The new wonders are separate from the conventional Seven Wonders of the World known for centuries and which are classified by Unesco.

The panel of experts included an oceanographer, a tour expert, a range and wildlife management expert.

The Maasai Mara and Serengeti and the wildebeest migration were selected as one of the new wonders because of what the experts termed as “the uniqueness of the area and the preservation it provides to so many species living in harmony”.

The six other new wonders of the world according to ABC are Tibet’s Potala Palace, selected for the hope it provides to exiled Tibetans that one day they will return to their homeland; the Old Jerusalem City, which is holy to both Muslims and Christians; the Polar Ice Caps in Iceland for the mixture of cold frozen glaciers and volcanoes; the underwater Hawaiian Island’s Monument, a protected underwater coral reef; the Internet – described as a world where anything is possible and the Mayan Pyramids in Cancun, Mexico whose sight was described as breathtaking.

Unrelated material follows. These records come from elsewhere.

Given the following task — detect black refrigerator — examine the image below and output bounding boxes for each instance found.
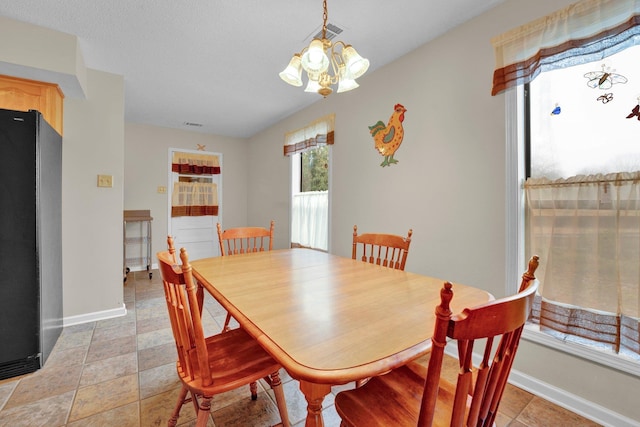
[0,109,62,380]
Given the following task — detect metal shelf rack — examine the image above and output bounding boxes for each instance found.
[122,210,153,282]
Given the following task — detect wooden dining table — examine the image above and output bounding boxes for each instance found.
[191,248,492,426]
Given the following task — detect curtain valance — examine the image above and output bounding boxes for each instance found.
[284,114,336,156]
[491,0,640,95]
[525,172,640,359]
[171,151,220,175]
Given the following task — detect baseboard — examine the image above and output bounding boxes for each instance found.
[445,348,640,427]
[62,304,127,327]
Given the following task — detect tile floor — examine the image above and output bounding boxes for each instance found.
[0,272,597,427]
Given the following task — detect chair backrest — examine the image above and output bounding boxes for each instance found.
[418,256,538,426]
[218,220,275,256]
[157,241,212,386]
[351,225,413,270]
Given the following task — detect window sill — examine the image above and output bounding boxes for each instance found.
[522,324,640,378]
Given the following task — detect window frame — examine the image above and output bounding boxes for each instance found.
[504,85,640,377]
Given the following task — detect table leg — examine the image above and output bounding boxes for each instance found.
[300,381,331,427]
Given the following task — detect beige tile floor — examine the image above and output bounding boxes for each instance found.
[0,272,597,427]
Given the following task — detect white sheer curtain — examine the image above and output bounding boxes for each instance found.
[283,114,335,251]
[291,191,329,251]
[525,172,640,358]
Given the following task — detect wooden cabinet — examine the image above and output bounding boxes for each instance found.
[0,75,64,135]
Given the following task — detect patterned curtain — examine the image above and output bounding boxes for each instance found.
[171,152,220,217]
[491,0,640,95]
[525,172,640,358]
[284,114,336,156]
[171,182,218,217]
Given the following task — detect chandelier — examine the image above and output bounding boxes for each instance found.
[280,0,369,97]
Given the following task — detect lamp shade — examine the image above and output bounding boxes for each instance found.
[342,45,369,79]
[279,53,302,86]
[302,39,329,73]
[304,79,320,93]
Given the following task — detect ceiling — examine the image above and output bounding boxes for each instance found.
[0,0,504,138]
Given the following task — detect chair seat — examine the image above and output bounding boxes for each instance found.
[335,362,470,427]
[176,329,280,396]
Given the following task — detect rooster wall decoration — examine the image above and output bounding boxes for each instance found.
[369,104,407,167]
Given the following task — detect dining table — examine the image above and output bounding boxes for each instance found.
[191,248,493,426]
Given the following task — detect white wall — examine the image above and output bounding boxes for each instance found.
[62,70,124,323]
[248,0,640,425]
[0,17,124,324]
[124,123,249,264]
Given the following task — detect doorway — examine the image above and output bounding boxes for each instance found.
[167,148,222,260]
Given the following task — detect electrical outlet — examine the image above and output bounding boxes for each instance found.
[98,175,113,188]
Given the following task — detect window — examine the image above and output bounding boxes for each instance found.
[492,0,640,375]
[299,145,329,193]
[291,146,330,251]
[525,46,640,361]
[284,114,335,251]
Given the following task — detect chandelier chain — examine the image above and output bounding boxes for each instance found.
[322,0,327,40]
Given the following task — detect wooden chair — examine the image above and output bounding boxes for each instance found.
[351,225,413,270]
[217,220,276,331]
[335,257,538,427]
[218,220,275,256]
[157,248,289,427]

In their citation, the panelists said: “More than one million wildebeests, half a million gazelles, and 200,000 zebras constantly on the move – they’re all in search of fresh grass and water. Welcome to the Serengeti and the Masai Mara plains in the heart of East Africa – the seventh New Wonder of the World.

Covering about 10,000 square miles of land teeming with life, the Serengeti is home not only tosome of the most diverse wildlife on the planet, but the start and finish line for one of the world’s last great migrations.Every year, wildebeests, zebras and gazelles roam, pushing ever forward in a clockwise rotation covering the Masai Mara in Kenya and Serengeti in Tanzania, along the way encountering friends and foes alike.

“There’s high drama almost the whole time,” said tour guide Mr David Bromham. “If they’re not birthing 300,000 calves in the three-week period, they’re leaping into rivers for 20 (feet) up.”

Wildebeests may have been making the trek for millions of years, coping with disease, drought and predators.
“It would be astonishing and wondrous to watch the migrations go by,” said Mr Neil deGrasse Tyson, a panelist and astrophysicist.

Those lucky enough to travel here see wild animals in their purest state. On the East African plains, you’ll see lions, elephants, giraffes, and lots of wildebeests.